Центральным пунктом этой новой "философии", т.е. философско-идеологичоской системы Просвещения являлась проблема человека в обществе. Необходимость осмысления и новых решений этой проблемы вызревала по меньшей мере, в течение двух предшествующих столетий - Позднего Ренессанса и трагически-гуманистического ХVII века. Эпоха религиозных войн, фрагментами которой явились и первые буржуазные революции, привела к глубокой секуляризации культуры. К концу ХVII в. религия перестала быть универсальной организующей формой общества. Она сделалась теперь либо идеологией в узком смысле слова (рационализированным комплексом догм, обслуживающих особые государственные или сословные интересы, либо неотчуждаемой личной верой). Этот процесс сопровождался невиданным нравственным кризи­сом, правовым беспределом. С сутью этого кризиса и его вопиющими проявлениями мы познакомились в лекциях о культуре Возрождения и XVII столетия.
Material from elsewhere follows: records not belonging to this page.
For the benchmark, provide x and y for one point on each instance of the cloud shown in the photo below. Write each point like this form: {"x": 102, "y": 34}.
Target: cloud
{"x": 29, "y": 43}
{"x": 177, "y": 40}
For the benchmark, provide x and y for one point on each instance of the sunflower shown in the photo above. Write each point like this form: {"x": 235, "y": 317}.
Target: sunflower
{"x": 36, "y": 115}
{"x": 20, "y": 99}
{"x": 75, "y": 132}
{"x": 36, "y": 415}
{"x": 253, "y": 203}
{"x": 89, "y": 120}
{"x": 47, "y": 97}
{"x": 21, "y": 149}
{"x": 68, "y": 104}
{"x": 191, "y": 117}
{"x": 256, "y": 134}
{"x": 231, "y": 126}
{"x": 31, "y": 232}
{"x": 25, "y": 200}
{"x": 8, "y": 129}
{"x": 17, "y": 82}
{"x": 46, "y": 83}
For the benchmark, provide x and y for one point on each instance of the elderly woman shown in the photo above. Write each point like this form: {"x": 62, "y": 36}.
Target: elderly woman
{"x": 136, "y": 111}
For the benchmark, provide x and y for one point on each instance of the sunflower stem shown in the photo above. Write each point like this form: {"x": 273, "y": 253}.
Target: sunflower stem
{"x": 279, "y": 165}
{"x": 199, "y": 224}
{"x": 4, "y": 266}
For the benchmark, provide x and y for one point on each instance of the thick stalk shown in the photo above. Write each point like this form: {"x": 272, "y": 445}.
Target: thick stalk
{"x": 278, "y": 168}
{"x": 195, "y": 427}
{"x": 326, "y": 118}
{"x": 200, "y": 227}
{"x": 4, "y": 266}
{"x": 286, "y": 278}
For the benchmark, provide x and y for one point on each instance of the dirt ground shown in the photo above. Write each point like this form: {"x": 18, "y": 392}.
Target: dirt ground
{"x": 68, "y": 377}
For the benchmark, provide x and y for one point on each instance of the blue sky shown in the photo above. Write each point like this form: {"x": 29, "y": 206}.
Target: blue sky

В этот период сложилась весьма драматическая ситуация; либо западноевропейское общество и его культура перестают существовать, либо оно находит пути спасения. И оно не погибло, ибо западная культура смогла создать новых нравственно-правовых абсолютов, которая объективно запрашивалась эпохой, и, провозглашая которую, подымающаяся буржуазия только и могла обеспечить себе роль общедемократического лидера. Именно эта система и явилась фундаментом идеологии Просвещения. Центральное место в ее разработке принадлежало известному английскому философу Джону Локку, близкому другу Ньютона. Его «Опыт о человеческом разуме» и «Трактат о государственном управлении» содержали позитивную программу, принятую и английскими и французскими просветителями.

Ее основные элементы: а) обостренное внимание к вопросам рас­пределительной и карательной справедливости ("каждому свое"), б) развитие контрактной этики, т.е. культуры соблюдения договоров и соглашений, в) идея неотчуждаемых естественных прав на жизнь, свободу и собственность, дарованных каждому индивиду от рождения. Итак, соблюдать справедливость, чтить договоры, уважать чужую свободу - система нравственных абсолютов Просвещения.

Вслед за Локком французские просветители Руссо и Монтескье обосновали теорию общественного договора. В своих работах они проводили мысль об образовании государства посредством договора между народом и правителями, т.е. тем, кому он вручает часть своей власти. При этом государь обязан править только на основе разумных законов, обеспечивающих благо каждого человека и народа в целом. В связи с этим Монтескье отказывал в праве на законность неограниченной власти, а тем более – деспотии. Его идеалом была английская конституционная монархия с парламентом и четким разделением трех ветвей власти: законодательной, исполнительной и судебной,

Нужно отметить, что для французского Просвещения вообще, характерна большая пестрота политических и философских позиций. С которых атаковались абсолютизм, социальное неравенство и клерикальное мракобесие.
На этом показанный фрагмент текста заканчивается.